40% of the world's population is currently experiencing water scarcity, and 2/3 of the world’s population could experience water-stressed conditions by 2025
Irrigation for agriculture demands 70% of global water withdrawals. The water used to produce a day’s worth of food for one person is 10x the recommended amount for drinking. Meanwhile, inside the food wasted every year is 45 trillion gallons of water, which represents a quarter of what's used for agriculture.
When soil is unable to retain carbon, a foundation of soil fertility, it is released into the atmosphere
Eroded soils are responsible for releasing up to 10 billion tons of CO2 into the atmosphere. Loss of soil carbon hinders efforts to limit global temperature rises and avoid increased floods, droughts and other severe weather impacts.
If it were a country, food waste would be the third-largest greenhouse gas emitter behind China and the United States
As of 2011, one third of global food production is lost or wasted through the distribution chain. Food waste is the single largest component of landfills, and it’s pretty expensive transport due to its weight. Cities from Boise to NYC are seeking solutions to divert food waste from landfills, for both economic and environmental reasons.
Air and water pollution from an unsustainable food system is affecting public health
Food decomposing in landfills and mixing with other materials, like heavy metals, is a major contributor to both methane emissions and groundwater pollution.
More than half of humanity currently lives in cities, and every second across the globe, urban populations grow by 2 people
Waste is increasing in urban areas even faster than the growth of the population. Global urban populations are projected to increase by nearly 3 billion people by 2050.

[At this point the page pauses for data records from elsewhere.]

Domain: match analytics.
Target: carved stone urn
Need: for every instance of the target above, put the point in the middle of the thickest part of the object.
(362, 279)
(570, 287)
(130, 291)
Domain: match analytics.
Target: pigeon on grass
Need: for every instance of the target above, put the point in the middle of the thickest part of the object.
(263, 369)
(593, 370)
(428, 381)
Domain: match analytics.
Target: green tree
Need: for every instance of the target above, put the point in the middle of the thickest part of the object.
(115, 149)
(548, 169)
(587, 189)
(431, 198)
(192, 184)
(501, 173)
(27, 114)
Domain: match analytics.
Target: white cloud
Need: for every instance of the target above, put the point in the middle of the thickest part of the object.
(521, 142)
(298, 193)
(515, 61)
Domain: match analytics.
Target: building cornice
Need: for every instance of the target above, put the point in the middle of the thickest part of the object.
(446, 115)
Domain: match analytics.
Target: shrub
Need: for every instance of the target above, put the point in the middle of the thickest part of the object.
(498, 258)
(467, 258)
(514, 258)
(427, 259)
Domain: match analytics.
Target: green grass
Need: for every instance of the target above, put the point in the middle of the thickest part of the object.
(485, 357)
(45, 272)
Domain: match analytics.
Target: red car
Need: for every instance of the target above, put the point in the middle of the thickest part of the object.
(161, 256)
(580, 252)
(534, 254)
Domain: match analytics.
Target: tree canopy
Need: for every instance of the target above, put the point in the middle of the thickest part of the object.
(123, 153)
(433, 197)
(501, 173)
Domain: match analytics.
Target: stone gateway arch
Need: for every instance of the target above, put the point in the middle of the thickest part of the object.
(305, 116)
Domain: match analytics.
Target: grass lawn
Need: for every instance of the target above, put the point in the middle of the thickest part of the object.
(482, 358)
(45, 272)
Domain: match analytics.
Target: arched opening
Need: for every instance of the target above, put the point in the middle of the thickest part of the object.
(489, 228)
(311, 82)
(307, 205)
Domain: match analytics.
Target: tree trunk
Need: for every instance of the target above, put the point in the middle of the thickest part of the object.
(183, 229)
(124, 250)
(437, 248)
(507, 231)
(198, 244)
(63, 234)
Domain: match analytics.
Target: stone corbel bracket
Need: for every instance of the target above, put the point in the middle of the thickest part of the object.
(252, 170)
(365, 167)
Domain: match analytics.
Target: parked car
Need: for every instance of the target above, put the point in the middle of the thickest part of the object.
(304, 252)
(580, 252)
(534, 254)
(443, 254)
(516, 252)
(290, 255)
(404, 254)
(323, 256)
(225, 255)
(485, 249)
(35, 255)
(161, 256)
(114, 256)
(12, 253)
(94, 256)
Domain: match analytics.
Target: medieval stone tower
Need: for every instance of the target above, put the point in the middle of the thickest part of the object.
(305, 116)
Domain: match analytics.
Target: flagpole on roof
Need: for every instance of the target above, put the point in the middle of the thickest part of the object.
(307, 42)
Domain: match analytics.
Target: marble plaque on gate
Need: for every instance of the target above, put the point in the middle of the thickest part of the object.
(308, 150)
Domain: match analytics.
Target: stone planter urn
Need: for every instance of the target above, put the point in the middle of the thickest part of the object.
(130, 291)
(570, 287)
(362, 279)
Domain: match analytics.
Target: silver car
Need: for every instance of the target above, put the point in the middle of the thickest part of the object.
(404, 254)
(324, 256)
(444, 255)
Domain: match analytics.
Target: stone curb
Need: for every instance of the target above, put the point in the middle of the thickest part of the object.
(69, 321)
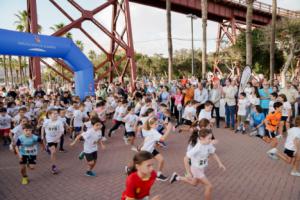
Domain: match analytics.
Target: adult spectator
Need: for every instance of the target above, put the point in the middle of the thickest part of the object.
(229, 93)
(215, 97)
(39, 92)
(265, 97)
(200, 96)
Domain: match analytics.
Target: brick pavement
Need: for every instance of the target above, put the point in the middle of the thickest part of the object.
(250, 174)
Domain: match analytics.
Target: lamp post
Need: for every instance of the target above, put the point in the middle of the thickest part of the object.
(192, 32)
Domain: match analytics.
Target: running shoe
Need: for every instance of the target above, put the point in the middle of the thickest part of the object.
(293, 173)
(54, 170)
(161, 177)
(81, 155)
(90, 173)
(173, 177)
(24, 180)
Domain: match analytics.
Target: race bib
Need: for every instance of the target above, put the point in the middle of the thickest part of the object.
(202, 163)
(30, 150)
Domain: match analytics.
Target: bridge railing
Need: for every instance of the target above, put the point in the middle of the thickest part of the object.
(268, 8)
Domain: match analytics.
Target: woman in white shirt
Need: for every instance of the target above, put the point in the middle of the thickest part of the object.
(152, 137)
(286, 113)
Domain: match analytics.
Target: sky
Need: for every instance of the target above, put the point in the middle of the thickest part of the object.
(148, 24)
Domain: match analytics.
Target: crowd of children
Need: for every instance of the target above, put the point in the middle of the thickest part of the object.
(26, 121)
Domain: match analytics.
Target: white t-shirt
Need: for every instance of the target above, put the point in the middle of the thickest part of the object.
(130, 121)
(91, 139)
(151, 138)
(78, 118)
(5, 121)
(285, 108)
(271, 106)
(292, 134)
(17, 131)
(53, 130)
(189, 113)
(199, 154)
(205, 114)
(243, 104)
(119, 113)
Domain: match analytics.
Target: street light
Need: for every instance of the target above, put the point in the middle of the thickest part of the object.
(192, 30)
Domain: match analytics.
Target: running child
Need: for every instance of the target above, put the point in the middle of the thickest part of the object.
(272, 123)
(141, 178)
(91, 139)
(5, 126)
(243, 104)
(199, 155)
(291, 153)
(52, 131)
(120, 112)
(152, 137)
(131, 120)
(27, 151)
(286, 114)
(257, 125)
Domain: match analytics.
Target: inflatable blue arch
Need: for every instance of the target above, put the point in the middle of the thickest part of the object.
(26, 44)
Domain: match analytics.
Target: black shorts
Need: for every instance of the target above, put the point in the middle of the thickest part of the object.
(28, 160)
(91, 156)
(130, 134)
(50, 144)
(187, 122)
(289, 153)
(270, 134)
(155, 152)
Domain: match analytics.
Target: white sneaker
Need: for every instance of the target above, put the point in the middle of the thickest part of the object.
(295, 173)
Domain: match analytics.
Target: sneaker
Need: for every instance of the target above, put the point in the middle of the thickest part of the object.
(161, 177)
(81, 155)
(173, 177)
(47, 150)
(54, 169)
(90, 173)
(24, 180)
(293, 173)
(253, 133)
(279, 137)
(134, 149)
(62, 150)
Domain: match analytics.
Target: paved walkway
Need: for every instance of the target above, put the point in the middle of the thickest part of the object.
(250, 174)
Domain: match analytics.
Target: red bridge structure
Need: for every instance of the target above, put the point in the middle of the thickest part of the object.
(230, 14)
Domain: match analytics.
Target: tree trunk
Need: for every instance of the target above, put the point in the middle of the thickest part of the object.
(20, 69)
(249, 32)
(170, 45)
(204, 41)
(272, 42)
(5, 70)
(287, 63)
(10, 69)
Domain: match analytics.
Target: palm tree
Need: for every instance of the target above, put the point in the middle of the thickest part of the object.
(5, 68)
(22, 26)
(204, 41)
(59, 26)
(272, 42)
(80, 45)
(10, 69)
(170, 45)
(249, 32)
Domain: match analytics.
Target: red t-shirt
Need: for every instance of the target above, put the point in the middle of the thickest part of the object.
(137, 188)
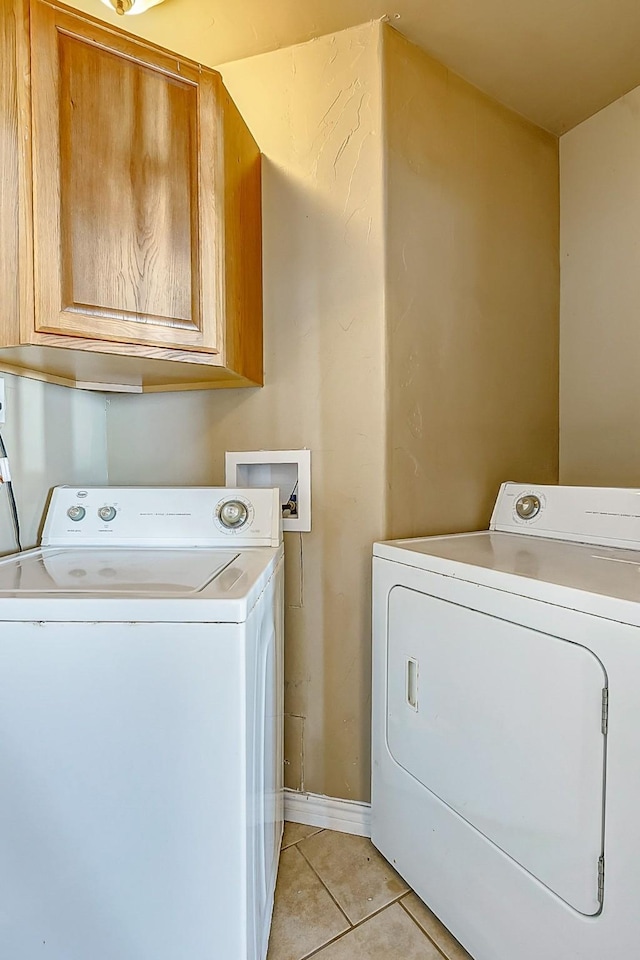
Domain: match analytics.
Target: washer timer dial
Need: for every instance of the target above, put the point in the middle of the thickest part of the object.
(528, 507)
(233, 514)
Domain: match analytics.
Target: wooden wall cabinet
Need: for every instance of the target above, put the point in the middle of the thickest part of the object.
(130, 214)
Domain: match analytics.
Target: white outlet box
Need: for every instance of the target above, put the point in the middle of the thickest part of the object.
(289, 470)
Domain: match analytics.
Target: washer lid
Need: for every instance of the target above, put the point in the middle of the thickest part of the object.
(113, 572)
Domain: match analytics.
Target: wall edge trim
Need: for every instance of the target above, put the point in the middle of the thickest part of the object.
(331, 813)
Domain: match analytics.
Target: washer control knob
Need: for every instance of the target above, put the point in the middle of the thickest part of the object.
(233, 514)
(528, 507)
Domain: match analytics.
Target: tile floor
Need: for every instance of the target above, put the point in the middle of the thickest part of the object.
(338, 899)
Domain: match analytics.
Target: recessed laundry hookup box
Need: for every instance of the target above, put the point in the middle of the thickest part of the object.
(289, 470)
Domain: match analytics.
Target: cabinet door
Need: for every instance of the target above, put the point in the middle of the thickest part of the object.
(126, 155)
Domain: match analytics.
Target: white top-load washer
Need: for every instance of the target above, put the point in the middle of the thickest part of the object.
(141, 727)
(506, 722)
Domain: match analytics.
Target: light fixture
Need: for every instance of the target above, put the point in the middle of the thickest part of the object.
(130, 6)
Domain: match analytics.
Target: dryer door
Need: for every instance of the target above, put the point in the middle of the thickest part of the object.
(504, 725)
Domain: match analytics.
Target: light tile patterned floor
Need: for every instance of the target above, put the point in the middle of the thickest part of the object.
(338, 899)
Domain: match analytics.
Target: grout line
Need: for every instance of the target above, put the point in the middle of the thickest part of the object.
(326, 888)
(423, 931)
(295, 844)
(355, 926)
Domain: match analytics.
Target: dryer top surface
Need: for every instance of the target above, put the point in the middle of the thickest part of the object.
(551, 570)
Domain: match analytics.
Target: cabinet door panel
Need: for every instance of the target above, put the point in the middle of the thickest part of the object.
(119, 217)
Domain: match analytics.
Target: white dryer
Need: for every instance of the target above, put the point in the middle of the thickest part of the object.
(141, 727)
(506, 721)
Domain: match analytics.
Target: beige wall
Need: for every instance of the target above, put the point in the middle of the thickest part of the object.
(600, 301)
(53, 435)
(315, 111)
(472, 297)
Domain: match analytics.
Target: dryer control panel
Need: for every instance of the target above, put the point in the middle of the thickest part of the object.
(163, 517)
(609, 516)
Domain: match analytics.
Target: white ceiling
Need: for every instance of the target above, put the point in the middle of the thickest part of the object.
(554, 61)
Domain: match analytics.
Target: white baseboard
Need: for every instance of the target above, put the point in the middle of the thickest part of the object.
(346, 816)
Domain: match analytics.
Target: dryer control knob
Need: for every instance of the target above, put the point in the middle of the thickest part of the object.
(528, 507)
(233, 514)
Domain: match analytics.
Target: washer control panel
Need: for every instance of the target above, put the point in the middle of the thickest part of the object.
(602, 515)
(163, 516)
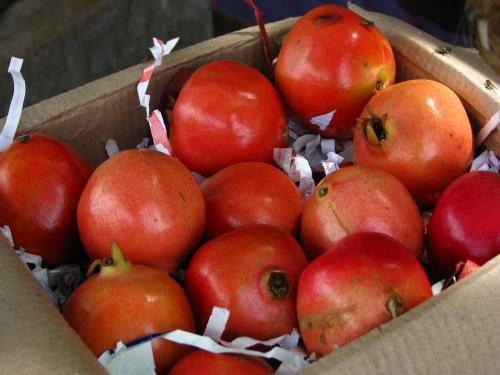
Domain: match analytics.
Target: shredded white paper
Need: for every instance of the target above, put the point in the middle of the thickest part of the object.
(155, 120)
(136, 360)
(332, 163)
(437, 287)
(322, 121)
(310, 153)
(300, 171)
(486, 161)
(5, 231)
(16, 104)
(487, 129)
(287, 351)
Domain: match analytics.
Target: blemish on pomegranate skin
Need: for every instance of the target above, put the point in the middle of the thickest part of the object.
(323, 340)
(327, 18)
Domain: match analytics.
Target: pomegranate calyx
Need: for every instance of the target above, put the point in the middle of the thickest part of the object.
(374, 127)
(118, 263)
(276, 283)
(395, 305)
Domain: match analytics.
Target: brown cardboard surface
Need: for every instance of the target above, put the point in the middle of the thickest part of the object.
(454, 333)
(461, 69)
(34, 337)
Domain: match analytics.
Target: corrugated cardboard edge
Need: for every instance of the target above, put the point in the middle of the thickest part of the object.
(110, 105)
(456, 332)
(34, 337)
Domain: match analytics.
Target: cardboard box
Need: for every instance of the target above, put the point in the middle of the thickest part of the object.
(455, 332)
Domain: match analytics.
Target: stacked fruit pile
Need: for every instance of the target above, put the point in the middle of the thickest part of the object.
(337, 264)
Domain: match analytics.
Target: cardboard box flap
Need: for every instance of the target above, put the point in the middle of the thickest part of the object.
(35, 338)
(461, 69)
(109, 107)
(456, 332)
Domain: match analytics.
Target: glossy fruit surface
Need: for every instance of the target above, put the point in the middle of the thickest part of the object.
(226, 113)
(419, 132)
(146, 201)
(126, 302)
(364, 280)
(41, 180)
(253, 272)
(359, 199)
(333, 60)
(203, 362)
(465, 223)
(251, 193)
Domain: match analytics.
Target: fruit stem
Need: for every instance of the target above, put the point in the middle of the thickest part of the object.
(277, 284)
(263, 33)
(395, 305)
(118, 263)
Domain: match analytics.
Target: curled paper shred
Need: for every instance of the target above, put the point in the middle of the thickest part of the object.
(292, 360)
(332, 163)
(155, 119)
(143, 144)
(322, 121)
(310, 153)
(111, 147)
(159, 133)
(137, 358)
(16, 104)
(300, 171)
(5, 231)
(438, 287)
(283, 158)
(486, 161)
(296, 129)
(134, 360)
(217, 323)
(487, 129)
(198, 177)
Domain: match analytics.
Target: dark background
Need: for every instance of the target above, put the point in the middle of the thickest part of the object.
(66, 43)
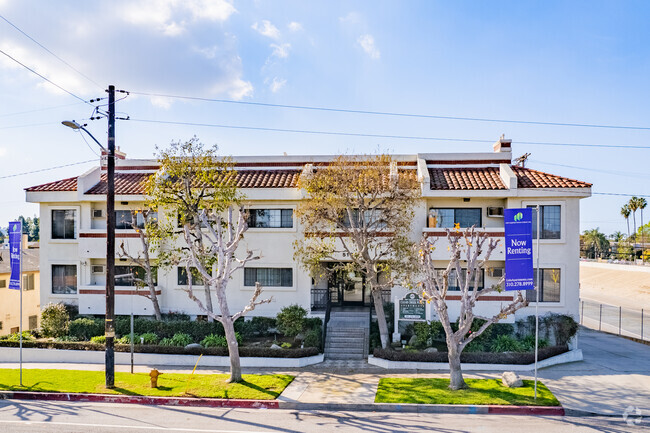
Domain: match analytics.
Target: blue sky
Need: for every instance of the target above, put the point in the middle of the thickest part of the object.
(551, 61)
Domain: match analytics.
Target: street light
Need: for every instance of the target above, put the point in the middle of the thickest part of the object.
(109, 327)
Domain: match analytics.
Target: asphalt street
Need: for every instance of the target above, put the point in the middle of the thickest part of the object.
(52, 417)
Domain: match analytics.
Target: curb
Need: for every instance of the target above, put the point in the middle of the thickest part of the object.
(275, 404)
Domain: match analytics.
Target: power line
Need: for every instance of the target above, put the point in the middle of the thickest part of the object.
(46, 49)
(357, 134)
(47, 169)
(46, 79)
(394, 114)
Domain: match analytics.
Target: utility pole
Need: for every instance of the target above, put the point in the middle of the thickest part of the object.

Our approach closes several crucial loops necessary to support public health, environmental resilience, and economic growth.
We reclaim the resources spent on food that is wasted, and reuse them to create a more sustainable system for future generations. Waste is a resource that can be recaptured with an innovative approach that moves away from the industry norms of yesterday.
The mission of Industrial/Organic is to recover the resources spent on food that is wasted, and reuse them to create a more sustainable system for food and other consumer goods.
Food waste is 75% moisture, which we draw out in a multi-step process following a rapid biological digestion that sterilizes and preserves organic matter. This byproduct is first used for energy generation and then cleaned for reuse. We see a future where this reclaimed water is substituted for agricultural and industrial use.
The leftover solids are processed into an organic fertilizer that is microbially active, providing nutrients, probiotics and organic matter to soils. Microbes have formed mutually beneficial associations with plants, improving their ability to absorb nutrients and resist drought, disease and pests.